The NDP rebuilt itself and went through a painful confrontation between a left-wing movement dubbed "The Waffle" (a name derived from Toronto leftist economist James Laxer's quip that if he was perceived to be "waffling" on a policy question, then he'd "rather waffle to the left than waffle to the right") and the more conservative party establishment. The party returned to power in the 1971 election, under Allan Blakeney, embarking on a programme of nationalizing the province's natural resources. This saw the creation of parastatel or Crown corporations that drilled for oil (Saskatchewan Oil and Gas Corp. or SaskOil), mined potash (the Potash Corporation of Saskatchewan) and sought hard-rock minerals (the Saskatchewan Mining Development Corp.). Blakeney's government was defeated in the 1982 election by the Progressive Conservative Party of Saskatchewan, led by Grant Devine.

The party returned to office in 1991, and has governed since then under the leadership of Roy Romanow and Lorne Calvert.

The Romanow government was more conservative than previous CCF/NDP governments, and instituted a program of hospital closures and program cuts in order to eliminate the budget deficit and reduce debt inherited from previous governments. Romanow later quipped that he was a supporter of Tony Blair's Third Way concept before it even existed, and there were many who doubted the party's continued commitment to democratic socialism. The NDP's Third Way alienated some of its left-wing members, who left the party and merged with the Green Party supporters to form the New Green Alliance.

Romanow almost lost the 1999 election, and his government formed a coalition government with the three elected Liberal MLAs.
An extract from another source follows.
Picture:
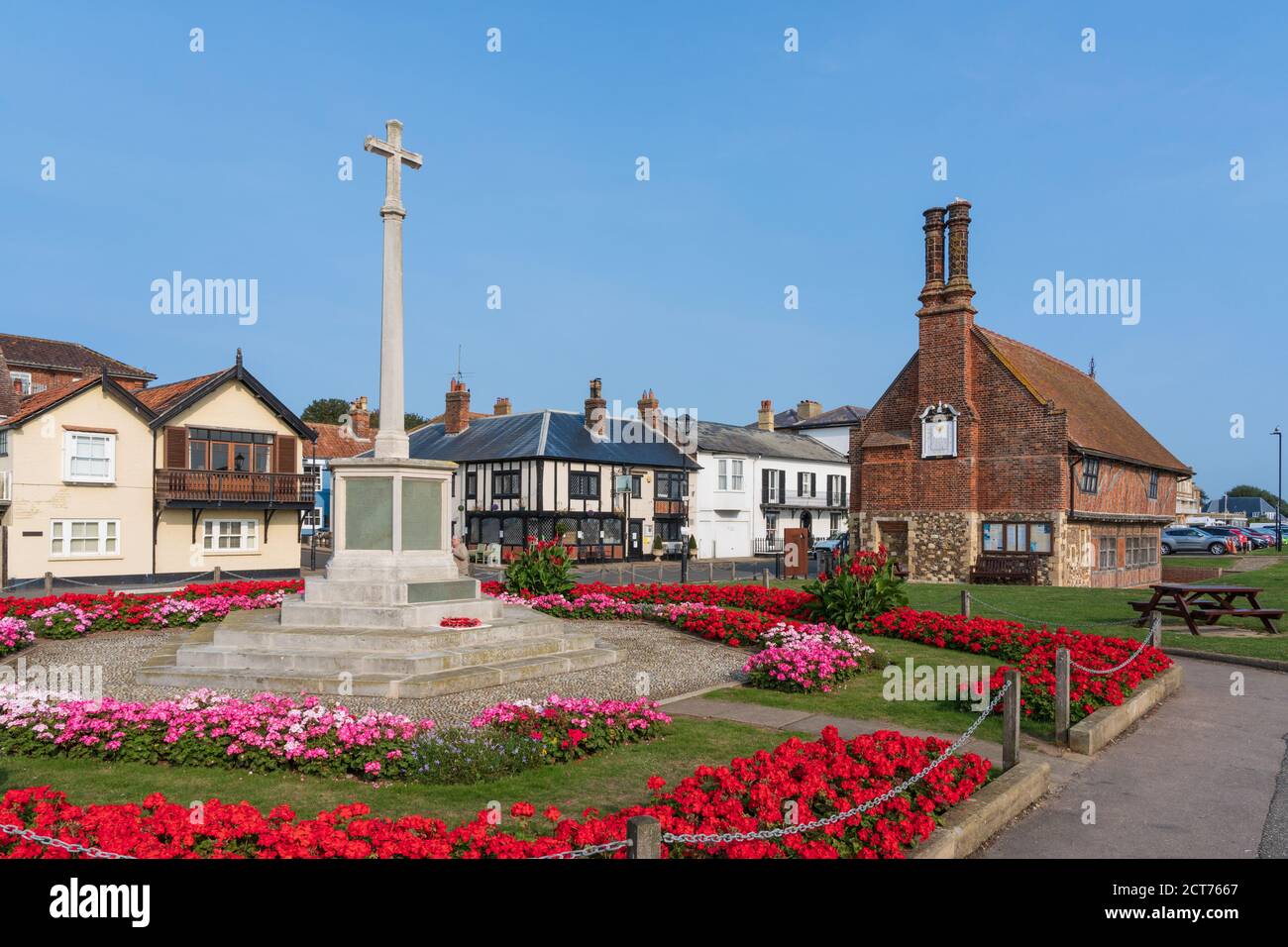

Following the 2003 general election, the NDP, now led by Lorne Calvert, was able to form a government on its own with a majority in the Legislative Assembly of Saskatchewan of only one.

An irony of recent Saskatchewan NDP history is that despite starting in the 1930s as a party of rural discontent, it had by the 1990s lost almost all of its rural seats and found its greatest strength in Saskatchewan's cities.

If past political patterns hold true, the next Saskatchewan provincial election will be held in June or October 2007.

The NDP was rocked on Sept. 16, 2006, by the unexpected "resignation" of junior cabinet minister Kevin Yates, who was identified by the oppositon Saskatchewan Party to have been behind a plan to depose Calvert, whose popularity has been waning with an election approaching.